What? Shall I deceive my dulcet strings willingly,
Joining the chorus conducted by Menelaus, inevitably?
Today, often, woman, like the world, is a school,
Where one learns only pain, degradation, and ridicule,
In these academies of wisdom under Friday’s rule,
They often move from young to younger, a fool to a fool.
You see them welcoming students with pride in their class,
Until their school becomes ruins, a relic of the past.

Alas!
Alas!
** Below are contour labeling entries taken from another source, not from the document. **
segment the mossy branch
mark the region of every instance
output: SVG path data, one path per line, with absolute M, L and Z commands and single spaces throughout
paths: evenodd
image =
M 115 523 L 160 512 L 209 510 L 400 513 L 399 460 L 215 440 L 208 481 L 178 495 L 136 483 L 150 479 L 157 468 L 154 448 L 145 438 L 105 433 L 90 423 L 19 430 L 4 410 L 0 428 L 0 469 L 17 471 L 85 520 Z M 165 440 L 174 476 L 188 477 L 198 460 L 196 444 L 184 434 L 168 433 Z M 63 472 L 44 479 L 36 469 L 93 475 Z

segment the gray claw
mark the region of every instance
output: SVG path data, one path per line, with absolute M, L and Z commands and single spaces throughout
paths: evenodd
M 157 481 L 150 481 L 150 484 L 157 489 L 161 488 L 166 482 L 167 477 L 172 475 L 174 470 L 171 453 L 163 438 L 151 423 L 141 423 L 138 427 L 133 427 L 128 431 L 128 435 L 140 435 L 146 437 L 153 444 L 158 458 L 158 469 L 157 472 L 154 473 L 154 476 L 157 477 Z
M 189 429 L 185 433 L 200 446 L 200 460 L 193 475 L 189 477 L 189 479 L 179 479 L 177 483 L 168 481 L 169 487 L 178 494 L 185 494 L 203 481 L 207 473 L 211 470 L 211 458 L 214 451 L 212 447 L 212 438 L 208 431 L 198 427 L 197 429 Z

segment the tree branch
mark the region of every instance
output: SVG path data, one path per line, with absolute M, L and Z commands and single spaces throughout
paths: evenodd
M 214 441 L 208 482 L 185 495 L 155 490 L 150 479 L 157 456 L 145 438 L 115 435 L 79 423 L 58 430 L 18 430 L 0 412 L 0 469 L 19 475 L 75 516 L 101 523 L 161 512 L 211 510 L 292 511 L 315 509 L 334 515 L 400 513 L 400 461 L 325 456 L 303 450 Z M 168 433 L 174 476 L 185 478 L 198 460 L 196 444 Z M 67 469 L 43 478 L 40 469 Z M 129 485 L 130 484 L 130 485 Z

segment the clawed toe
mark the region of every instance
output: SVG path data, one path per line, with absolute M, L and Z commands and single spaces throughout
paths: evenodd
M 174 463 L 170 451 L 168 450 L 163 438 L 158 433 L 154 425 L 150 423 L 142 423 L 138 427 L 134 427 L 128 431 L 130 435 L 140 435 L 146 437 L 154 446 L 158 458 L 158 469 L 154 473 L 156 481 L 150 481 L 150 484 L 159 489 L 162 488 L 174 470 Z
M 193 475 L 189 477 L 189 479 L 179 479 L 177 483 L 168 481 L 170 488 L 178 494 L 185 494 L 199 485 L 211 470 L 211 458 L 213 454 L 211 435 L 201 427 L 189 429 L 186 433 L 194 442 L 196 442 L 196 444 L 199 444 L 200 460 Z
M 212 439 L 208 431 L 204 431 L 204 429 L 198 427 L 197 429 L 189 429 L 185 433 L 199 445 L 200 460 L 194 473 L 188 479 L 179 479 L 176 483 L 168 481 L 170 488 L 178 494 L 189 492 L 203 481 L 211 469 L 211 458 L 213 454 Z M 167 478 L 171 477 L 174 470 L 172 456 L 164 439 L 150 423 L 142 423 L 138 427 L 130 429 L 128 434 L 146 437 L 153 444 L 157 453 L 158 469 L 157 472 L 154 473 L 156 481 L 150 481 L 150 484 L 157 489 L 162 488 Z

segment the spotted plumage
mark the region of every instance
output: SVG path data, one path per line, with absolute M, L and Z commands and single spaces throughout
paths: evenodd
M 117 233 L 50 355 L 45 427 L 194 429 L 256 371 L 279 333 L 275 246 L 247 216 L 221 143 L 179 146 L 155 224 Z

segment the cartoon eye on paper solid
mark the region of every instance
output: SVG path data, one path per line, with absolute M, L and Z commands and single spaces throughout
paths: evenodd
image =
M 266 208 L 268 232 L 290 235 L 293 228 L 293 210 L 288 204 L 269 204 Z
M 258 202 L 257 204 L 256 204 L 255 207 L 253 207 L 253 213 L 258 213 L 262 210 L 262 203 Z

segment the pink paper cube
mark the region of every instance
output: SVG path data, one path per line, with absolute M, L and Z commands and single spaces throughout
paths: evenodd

Still, you ponder the years when we dreamed,
Listening to old teachers mending the fabric of time, it seemed,
Collecting the corpses of moments from volumes old,
Searching for wisdom within the patchwork of things told?
With their gentle murmurs, a source of humdrum delight,
Winning with a lightheartedness the nerves of things to write,
They spun the scrip of the mind’s cog,
Swinging, now a planet, now an Egyptian king.
I Can
I can almost see the astronomer, with his black repose,
Gently, as from a box, extracting worlds from chaos,
Extending the black eternity, teaching us
Those epochs string together like beads on a thread.
Then, the world within the skull whirled like a mill,
Feeling, like Galileo, that the comedy was in motion.
Dazed and Confused
Dazed by dead tongues, planets, and the school’s dusty air,
We confused the poor teacher with a king eaten by moths.
Gazing at the worm-eaten beam from the ceiling, atop pillars,
We listened to Ramses’ speech and dreamed of blue eyes,
And on the margins of notebooks, we wrote sweet verses,
To a wild Clotilda or some other rose.
Before my eyes floated, with the mixture of time,
Either a sun, a king, or another domestic animal.
The scratching of pens added charm to this quiet,
We saw green waves of wheat, the ripple of a spring,
The head heavy on the bench, everything seemed infinite;
When it rang, we knew Ramses must have died.
At That Time
At that time, the imagined world for us had substance,
And, conversely, the real one seemed impossible.
Today, we barely perceive how barren and harsh
The path that can coexist with an honest heart is,
And in the common world, to dream is a peril,
For if you have illusions, you’re lost, and it’s a ridiculous ordeal.
From Now On
Therefore, from now on, you need not ask,
Why rhythmic numbers don’t divert me from my task,
Why do I sleep amidst the yellowed pages,
Iambic suitors, trochees, and frolicsome dactyls in stages.
If I were to continue in verses, I fear
That people of today might undeservedly cheer.
If I bear their hatred with ease and a smile,
Their praises would surely vex me after a while.